Fannie Davis was a true humanitarian, a lover of her community, and a consistent provider for those she cared about. In the book, her life represents a profession that is seldom given credit for the advancement it caused within the Black community. Bridgett M. Davis uses Detroit, MI. to illustrate the positive impact numbers entrepreneurs had on the community. 

Davis explains how the numbers bankers assisted in keeping the Black dollar within the community by circulating funds to other businesses, providing start up capital, and creating an independence away from the often hostile and predatory banking institutions. This financial self-reliance led to pride within Detroit’s Black community; this liberated stance is exemplified in Davis’ writing about her mother.  

The reader meets a woman who believed “that the only way she’d have more than what this country intended for her was to work for herself in a business she controlled that depended on a black clientele” (56). With a hundred dollar loan from her brother Fannie Davis built an illegal business that supported her family and others in her community for over three decades. 

Through a memoirist style Bridgett M. Davis uses her family history, the history of Detroit numbers, civil rights conflicts, Black bourgeoisie and Black working class conflict, divorce, family lost, sickness, and grief to give the reader an intimate look at her mother’s life in the Detroit numbers.
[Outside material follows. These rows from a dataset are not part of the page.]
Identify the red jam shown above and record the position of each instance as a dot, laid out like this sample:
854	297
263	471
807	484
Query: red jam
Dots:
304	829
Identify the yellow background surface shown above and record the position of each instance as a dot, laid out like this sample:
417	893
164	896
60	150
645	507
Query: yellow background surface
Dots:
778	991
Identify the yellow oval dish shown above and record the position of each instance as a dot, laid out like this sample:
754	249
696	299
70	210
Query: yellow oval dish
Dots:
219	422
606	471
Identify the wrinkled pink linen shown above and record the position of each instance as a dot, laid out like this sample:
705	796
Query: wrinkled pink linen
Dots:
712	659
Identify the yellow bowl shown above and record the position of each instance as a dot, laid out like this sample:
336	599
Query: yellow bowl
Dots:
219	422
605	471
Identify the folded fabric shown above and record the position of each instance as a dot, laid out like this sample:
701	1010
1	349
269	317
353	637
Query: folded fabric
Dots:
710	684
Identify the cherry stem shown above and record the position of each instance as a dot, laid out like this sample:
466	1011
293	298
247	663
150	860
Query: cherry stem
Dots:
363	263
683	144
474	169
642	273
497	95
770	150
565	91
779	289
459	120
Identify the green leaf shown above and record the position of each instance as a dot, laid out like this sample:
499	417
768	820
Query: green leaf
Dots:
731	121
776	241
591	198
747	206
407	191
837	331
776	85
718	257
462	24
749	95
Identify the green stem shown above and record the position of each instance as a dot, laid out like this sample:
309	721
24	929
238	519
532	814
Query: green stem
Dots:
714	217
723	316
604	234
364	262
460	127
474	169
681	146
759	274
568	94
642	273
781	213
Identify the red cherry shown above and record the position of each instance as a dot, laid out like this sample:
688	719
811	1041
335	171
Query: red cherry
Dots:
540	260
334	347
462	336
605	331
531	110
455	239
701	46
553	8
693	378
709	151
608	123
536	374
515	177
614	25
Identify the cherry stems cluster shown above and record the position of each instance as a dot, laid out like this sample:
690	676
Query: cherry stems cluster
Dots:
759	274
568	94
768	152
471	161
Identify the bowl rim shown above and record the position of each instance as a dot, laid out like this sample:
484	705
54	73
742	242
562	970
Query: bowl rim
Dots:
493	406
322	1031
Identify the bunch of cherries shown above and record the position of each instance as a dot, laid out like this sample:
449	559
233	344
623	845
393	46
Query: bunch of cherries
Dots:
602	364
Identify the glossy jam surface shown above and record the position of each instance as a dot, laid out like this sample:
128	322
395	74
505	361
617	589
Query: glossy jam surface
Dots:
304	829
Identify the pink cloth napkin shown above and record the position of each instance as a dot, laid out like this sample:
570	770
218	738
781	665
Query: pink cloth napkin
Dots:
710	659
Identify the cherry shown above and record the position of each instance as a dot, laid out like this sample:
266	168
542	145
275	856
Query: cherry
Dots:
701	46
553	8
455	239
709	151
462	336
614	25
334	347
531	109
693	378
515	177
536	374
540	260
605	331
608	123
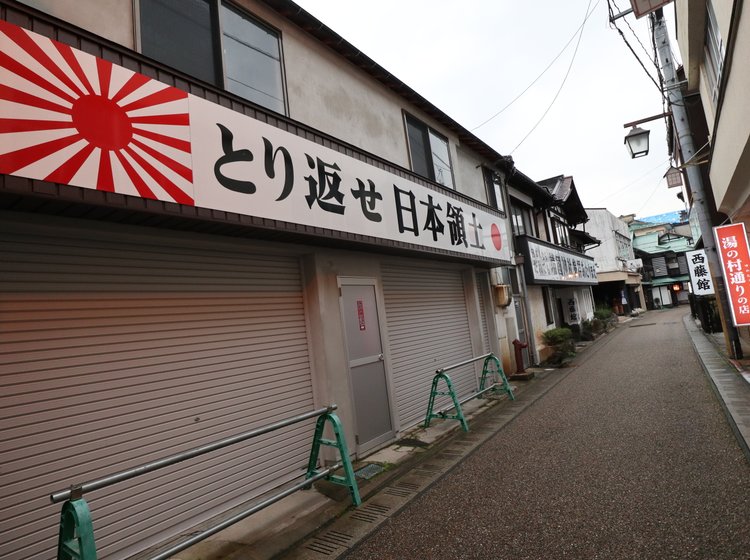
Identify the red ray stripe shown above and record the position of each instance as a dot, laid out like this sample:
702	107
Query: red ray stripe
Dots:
143	189
182	145
105	181
24	40
15	67
105	74
64	173
135	81
75	65
26	125
177	194
10	94
13	161
178	119
157	98
184	172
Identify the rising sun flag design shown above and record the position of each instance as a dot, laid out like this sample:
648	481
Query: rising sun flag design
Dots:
69	117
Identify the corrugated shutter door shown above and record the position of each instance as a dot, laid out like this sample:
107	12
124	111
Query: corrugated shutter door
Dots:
482	283
428	328
118	349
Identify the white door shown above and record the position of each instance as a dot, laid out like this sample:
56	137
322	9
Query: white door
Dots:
366	364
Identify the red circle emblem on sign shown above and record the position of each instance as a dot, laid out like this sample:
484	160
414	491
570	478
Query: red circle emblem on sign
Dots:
497	239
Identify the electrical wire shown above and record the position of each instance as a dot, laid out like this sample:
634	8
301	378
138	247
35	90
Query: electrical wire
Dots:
611	16
645	50
565	79
646	174
653	192
517	97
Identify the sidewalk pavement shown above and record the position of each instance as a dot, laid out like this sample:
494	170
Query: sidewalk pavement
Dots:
730	379
423	455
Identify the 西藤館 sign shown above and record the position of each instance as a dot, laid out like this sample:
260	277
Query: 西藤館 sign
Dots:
71	118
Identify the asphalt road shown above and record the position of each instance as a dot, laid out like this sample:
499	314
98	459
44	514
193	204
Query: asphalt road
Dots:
629	456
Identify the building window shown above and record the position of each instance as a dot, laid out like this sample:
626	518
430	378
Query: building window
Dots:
429	152
714	52
215	43
560	231
623	246
520	218
494	189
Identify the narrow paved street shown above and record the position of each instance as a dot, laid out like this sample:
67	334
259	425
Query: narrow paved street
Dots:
629	456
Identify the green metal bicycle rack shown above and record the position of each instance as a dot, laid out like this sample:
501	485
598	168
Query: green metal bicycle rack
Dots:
339	443
501	379
76	540
499	385
76	535
459	415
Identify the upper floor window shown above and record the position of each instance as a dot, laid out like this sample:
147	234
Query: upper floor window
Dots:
494	189
623	246
714	52
520	217
214	42
560	231
429	152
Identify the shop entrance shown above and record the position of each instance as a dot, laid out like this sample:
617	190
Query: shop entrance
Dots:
366	363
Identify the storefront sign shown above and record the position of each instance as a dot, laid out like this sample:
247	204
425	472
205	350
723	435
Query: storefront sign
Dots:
548	264
71	118
731	243
700	275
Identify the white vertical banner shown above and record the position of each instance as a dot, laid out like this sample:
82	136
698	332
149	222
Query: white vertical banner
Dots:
700	276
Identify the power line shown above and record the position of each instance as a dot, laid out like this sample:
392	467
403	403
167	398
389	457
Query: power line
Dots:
517	97
646	174
611	16
570	66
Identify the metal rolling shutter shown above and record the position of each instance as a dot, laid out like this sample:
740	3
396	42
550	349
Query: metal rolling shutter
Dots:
482	286
428	328
121	348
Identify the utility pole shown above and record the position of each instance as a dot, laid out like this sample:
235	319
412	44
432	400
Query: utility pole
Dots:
685	139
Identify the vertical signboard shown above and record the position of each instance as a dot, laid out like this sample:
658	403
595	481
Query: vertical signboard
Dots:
731	242
700	276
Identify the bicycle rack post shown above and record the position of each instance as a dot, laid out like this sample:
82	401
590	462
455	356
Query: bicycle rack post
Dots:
339	443
499	373
76	540
459	415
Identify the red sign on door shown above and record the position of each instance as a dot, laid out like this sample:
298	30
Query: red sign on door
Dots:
731	242
361	314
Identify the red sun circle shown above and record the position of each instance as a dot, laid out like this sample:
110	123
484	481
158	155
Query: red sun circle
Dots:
497	239
102	122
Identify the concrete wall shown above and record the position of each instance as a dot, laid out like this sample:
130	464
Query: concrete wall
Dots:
603	224
730	166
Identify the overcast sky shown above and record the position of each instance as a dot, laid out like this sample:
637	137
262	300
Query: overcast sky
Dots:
472	58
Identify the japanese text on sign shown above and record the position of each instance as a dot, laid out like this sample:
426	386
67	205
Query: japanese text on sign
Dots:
700	276
731	243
Davis’ span of events reaches back to Denmark Vesey winning $1500 in 1799 lottery and purchasing his freedom - to modern day legislation and state lotteries destroying a traditional source of revenue for Black communities. Davis offers the reader a different perspective on what was historically thought of as an illegal enterprise. From the history she offers, the reader understands the pride and self-reliance that the Black owned industry produced.